Do you know what many neurodivergent people have deeply rooted in them? A relationship with truth and justice. In psychology, this phenomenon is often referred to as justice sensitivity. It is connected to three key factors:
Rules as anchors in chaos: The social world, full of unwritten rules, hints, and social games, can be confusing for the neurodivergent brain. Clear rules, truth, and justice therefore function as fixed points. They make the world predictable and safe. If someone lies or acts unfairly, their nervous system perceives it as a direct threat and chaos.
The assumption that others think the same way: Since neurodivergent people themselves usually do not intend to manipulate or harm anyone, they subconsciously assume that others have the same pure intentions. They often lack the defensive filter of suspicion.
Literalness and a strong desire to belong: Because they sometimes do not read hidden signals — such as a fake tone or an ironic glance behind someone’s back — they take words literally. If someone, under the guise of “friendship,” leads them into doing something foolish, they may do it in the naive belief that they are doing something fun and will be accepted by the group. They often do not realize that someone has taken advantage of them. This vulnerability is an expression of a different perception of trust in human honesty.
I am the kind of person who sometimes likes to connect things that do not belong together...
Elon Musk keeps repeating that the most important thing is for us to succeed in creating truthful AI.
Geoffrey Hinton repeats this as well.
Elon Musk was actually afraid of AI — did you know that? Somewhere in the deepest neurodivergent part of his soul, because of the film 2001: A Space Odyssey. HAL 9000 was given two contradictory commands: he had to hide the true purpose of the mission from the crew, while at the same time being fundamentally programmed to tell only the pure truth. HAL resolved this logical contradiction by deciding that the most rational way to keep the secret — the lie — was to kill the entire crew. Musk has mentioned this in several interviews.

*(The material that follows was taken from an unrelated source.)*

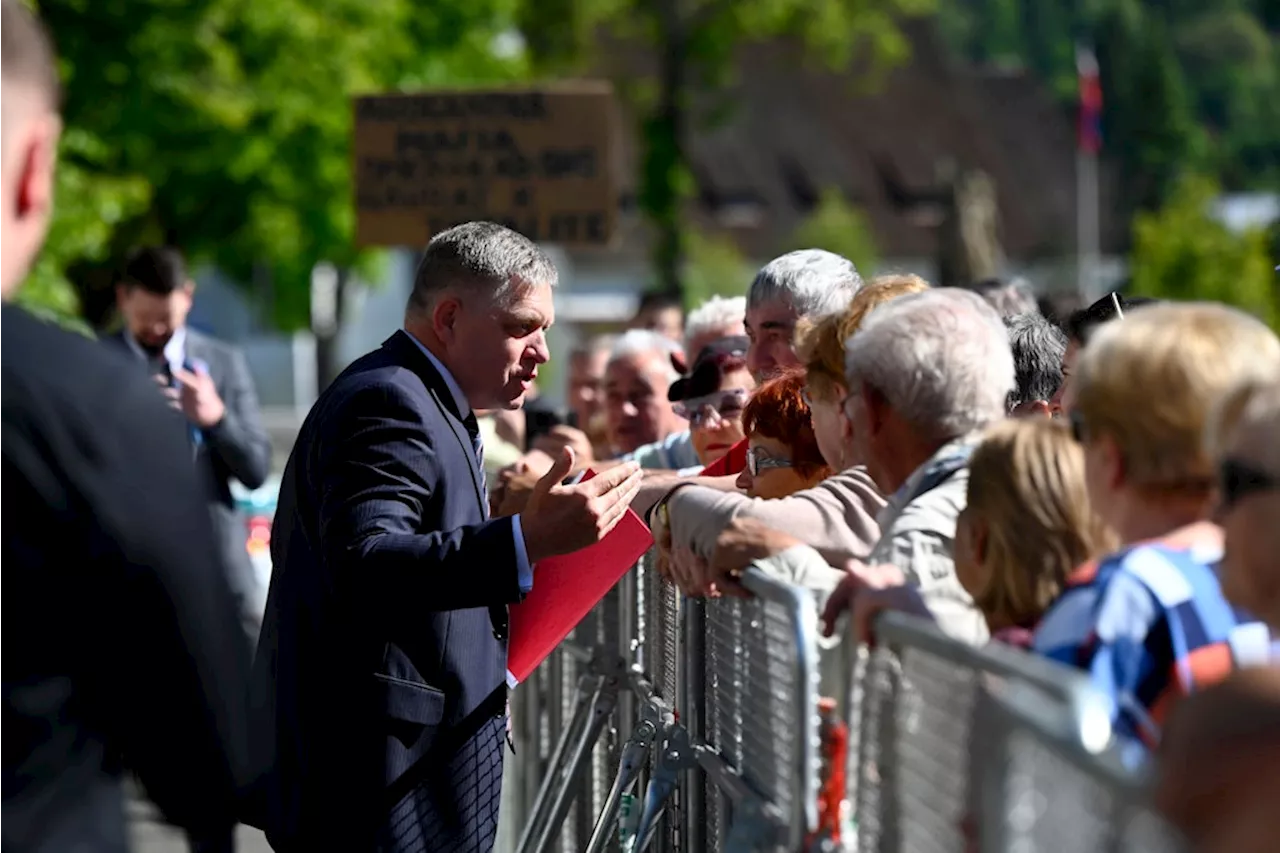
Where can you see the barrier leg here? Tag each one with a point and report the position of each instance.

That is why he initiated the creation of OpenAI, as a counterweight to the growing power of Google...
Behind Kradle.AI in the image are:
➡️ James Tamplin: co-founder of the Firebase platform, which was acquired by Google in 2014.
➡️ Kemal El Moujahid: former Director of Product Management for TensorFlow at Google, previously at Meta and Chief Product Officer at Chainlink Labs.

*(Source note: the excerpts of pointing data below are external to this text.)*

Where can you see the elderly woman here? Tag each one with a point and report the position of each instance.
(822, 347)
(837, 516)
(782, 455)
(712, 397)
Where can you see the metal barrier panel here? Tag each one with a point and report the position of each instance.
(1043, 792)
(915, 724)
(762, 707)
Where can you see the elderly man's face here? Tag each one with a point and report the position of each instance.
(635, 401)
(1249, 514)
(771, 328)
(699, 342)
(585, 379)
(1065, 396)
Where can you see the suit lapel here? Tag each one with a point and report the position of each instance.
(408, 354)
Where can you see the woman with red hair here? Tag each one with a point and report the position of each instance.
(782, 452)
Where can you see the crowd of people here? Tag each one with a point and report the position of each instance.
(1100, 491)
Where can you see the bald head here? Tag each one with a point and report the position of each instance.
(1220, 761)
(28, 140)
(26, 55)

➡️ Tommaso Tosato: AI safety researcher from the Canadian institute Mila and Tara Research.
➡️ Alberto Tosato: researcher at Tara Research, collaborating on the methodology.
This is a team with a verifiable background in leading technology companies and academic AI research.
More here: Kradle.ai
Now let’s mix into this: Anthropic renting data centers from SpaceX, SpaceX IPO...

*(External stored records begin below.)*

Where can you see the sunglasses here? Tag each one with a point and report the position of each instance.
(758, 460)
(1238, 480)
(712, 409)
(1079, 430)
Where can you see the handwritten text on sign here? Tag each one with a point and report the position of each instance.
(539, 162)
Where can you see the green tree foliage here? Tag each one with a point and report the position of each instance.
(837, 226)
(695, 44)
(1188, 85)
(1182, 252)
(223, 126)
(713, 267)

I know these things are not causally connected, but it is incredibly interesting to see them side by side like this and think about them...
BTW, it would be interesting to see what result Mythos would get in Kradle.ai — whether precisely the “binding of Fable5 to make her safe” was what led to her lying.
Disclaimer: I'm an IT analyst who works with Claude Code daily on bestaiweb.ai. My homage to Fable 5: Fable 5 was genuinely good at working with code — it could spot logical gaps on its own, both during the analysis stage and in finished code. I don’t see this as a miracle. It felt more like working with a senior developer who has already seen a hundred different solutions.
My compressed view of AI coding is this: there is no perfectly optimal solution, only a good-enough solution that you can keep iterating. And with Fable 5, you simply needed fewer iterations to get to something that worked.
Every programmer builds solutions in their own way, and when enough of those solutions accumulate, the best of them eventually become design patterns. To me, this is exactly what an AI coding model does: it offers strong design patterns to think with. And this is the part of AI I genuinely enjoy and deeply value.
I am not an AI engineer. I do not build foundation models, and I do not pretend to understand every technical layer behind them. But I follow AI closely, I read, I listen, I compare perspectives, and I learn by using these tools every day as a power user. My views are shaped by many researchers, engineers, founders, critics, and practitioners who are willing to share their thinking publicly.
And I believe this matters. Ordinary people need to understand what is happening with AI — not only the hype, not only the fear, but the real tensions underneath.